The gold standard of unsupported, off-hand shooting with a hunting rifle is hitting a target the size of a dinner plate (roughly comparable to a whitetail’s vitals) three times in a row in less than a minute from 100 yards.
That sounds pretty easy, and with a bit of practice and good shooting technique it is. But add a pinch of buck fever, or try it when you’re out of breath, and hitting that plate becomes more like trying to hit a dime. The tips on this page will help you prepare.
Jerking the trigger is a major cause of missing. Don’t do it! Train your finger with dry-firing exercises so that the pad of the finger presses straight back until the rifle fires at the optimum instant. This is called “thinking” the trigger off.
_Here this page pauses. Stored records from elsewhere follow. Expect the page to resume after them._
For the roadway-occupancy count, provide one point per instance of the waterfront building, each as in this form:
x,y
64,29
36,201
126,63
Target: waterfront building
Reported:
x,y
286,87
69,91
Hold the rifle firmly for good control but don’t strangle it. The left hand should also hold the rifle firmly, but not so tightly that “death grip tremors” are transferred through the stock. Crook your trigger finger so it touches no part of the rifle except the trigger.
Take a full breath, let it out halfway and then hold the rest. Don’t hold it too long; if necessary, repeat the process until you’re ready to shoot.
Stance Feet should be a comfortable shoulder width apart, with the left leg (for right-handed shooters) forward. Shift your weight slightly toward the forward leg so you’re leaning into the gun. Feet should be at about a 45-degree angle to the target.